1. ## Continuity

For function $f$ to be continuous at $a$, three conditions must be satisfied:

(1) $f$ is defined at $a$;
(2) $\lim_{x \to a} f(x)$ exists;
(3) $\lim_{x \to a} f(x)=f(a)$ exists;

Now say a function $g$ is defined as

$g(x) = \left \{\begin{array}{cc}0,&\mbox{if} x\not \in \mathbb{Z}\\1,&\mbox{if} x\in \mathbb{Z} \end{array}\right$.

Can we say $g$ is continuous $a$ where $a=2$ and $a \in \mathbb{Z}$?

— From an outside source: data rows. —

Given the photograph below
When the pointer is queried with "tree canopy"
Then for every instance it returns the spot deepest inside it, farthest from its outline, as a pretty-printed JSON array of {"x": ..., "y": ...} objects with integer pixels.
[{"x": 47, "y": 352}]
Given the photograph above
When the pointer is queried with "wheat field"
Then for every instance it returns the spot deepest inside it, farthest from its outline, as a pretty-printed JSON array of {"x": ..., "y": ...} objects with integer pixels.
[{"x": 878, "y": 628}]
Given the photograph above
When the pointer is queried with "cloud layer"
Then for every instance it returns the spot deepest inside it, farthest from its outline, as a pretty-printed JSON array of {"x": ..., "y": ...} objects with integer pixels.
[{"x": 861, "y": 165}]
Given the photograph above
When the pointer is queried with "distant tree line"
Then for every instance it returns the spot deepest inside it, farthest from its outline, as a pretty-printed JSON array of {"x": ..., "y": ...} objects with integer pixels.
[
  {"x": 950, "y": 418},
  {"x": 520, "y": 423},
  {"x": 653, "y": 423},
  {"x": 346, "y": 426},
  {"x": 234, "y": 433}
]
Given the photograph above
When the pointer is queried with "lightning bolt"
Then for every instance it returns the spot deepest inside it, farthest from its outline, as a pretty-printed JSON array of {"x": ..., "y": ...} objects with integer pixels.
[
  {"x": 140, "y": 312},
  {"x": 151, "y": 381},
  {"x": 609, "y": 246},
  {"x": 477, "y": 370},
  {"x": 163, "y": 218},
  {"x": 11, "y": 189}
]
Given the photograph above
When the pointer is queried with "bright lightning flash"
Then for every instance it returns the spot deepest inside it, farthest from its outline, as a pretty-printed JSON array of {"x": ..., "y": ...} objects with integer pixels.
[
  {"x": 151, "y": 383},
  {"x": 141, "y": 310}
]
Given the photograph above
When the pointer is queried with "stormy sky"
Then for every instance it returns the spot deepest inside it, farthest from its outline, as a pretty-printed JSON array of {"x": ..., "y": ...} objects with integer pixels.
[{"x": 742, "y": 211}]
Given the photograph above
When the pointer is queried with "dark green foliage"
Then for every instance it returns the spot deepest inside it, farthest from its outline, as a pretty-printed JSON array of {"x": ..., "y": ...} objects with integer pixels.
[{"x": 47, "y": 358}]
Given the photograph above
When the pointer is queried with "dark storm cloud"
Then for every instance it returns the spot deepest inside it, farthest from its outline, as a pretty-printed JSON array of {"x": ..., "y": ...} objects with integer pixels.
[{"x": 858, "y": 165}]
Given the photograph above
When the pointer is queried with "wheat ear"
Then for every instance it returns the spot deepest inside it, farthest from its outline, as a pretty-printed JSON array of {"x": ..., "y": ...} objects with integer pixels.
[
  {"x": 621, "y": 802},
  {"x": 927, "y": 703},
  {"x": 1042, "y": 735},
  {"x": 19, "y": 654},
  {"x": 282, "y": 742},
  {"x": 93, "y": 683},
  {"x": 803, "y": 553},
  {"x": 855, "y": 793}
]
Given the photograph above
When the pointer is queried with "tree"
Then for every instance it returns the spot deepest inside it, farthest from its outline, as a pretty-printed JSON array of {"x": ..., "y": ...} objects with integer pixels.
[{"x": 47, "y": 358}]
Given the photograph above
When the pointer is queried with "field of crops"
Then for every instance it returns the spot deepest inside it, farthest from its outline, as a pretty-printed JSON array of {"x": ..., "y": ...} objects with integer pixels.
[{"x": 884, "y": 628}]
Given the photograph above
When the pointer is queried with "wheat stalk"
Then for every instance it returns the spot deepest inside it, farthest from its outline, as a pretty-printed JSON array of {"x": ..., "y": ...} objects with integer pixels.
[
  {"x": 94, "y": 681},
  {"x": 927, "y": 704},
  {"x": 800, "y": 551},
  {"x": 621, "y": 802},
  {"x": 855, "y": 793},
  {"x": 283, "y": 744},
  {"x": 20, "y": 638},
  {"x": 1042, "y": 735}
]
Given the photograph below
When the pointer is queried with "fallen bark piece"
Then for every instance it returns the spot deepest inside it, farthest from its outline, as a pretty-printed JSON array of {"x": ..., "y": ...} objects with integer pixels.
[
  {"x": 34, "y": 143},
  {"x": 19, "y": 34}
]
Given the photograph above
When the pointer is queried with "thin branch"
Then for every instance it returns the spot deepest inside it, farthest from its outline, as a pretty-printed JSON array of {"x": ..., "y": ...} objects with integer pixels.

Does $g$ satisfy the following?

(1) $f$ is defined at $a$ where $f(2)=1$;
(2) $\lim_{x \to a} f(x)$ exists;
(3) $\lim_{x \to a} f(x)=f(a)=0$ exists

?

2. Originally Posted by novice
Now say a function $g$ is defined as

$g(x) = \left \{\begin{array}{cc}0,&\mbox{if} x\not \in \mathbb{Z}\\1,&\mbox{if} x\in \mathbb{Z} \end{array}\right$.

Can we say $g$ is continuous at $a$ where $a=2$ and $a \in \mathbb{Z}$?

Does $g$ satisfies the following?
(1) $g(a)$ is defined.
Yes, $g(2)=1$.

(2) $\lim_{x \to a} g(x)$ exists;
Yes, $\lim_{x \to 2} g(x) = 0$.

(3) $\lim_{x \to a} g(x)=g(a)$
No. We have in (1) that $g(2)=1$ and in (2) $\lim_{x \to 2} g(x) = 0$. They're not equal, so condition (3) isn't satisfied. So g is not continuous at x = 2.

3. Now, change point $a$ to $a \not \in \mathbb{Z}$.

Then $g(x)$ is contiunous at $x= a, \forall a \not \in \mathbb{Z}$.

Yah?

4. Yes indeed.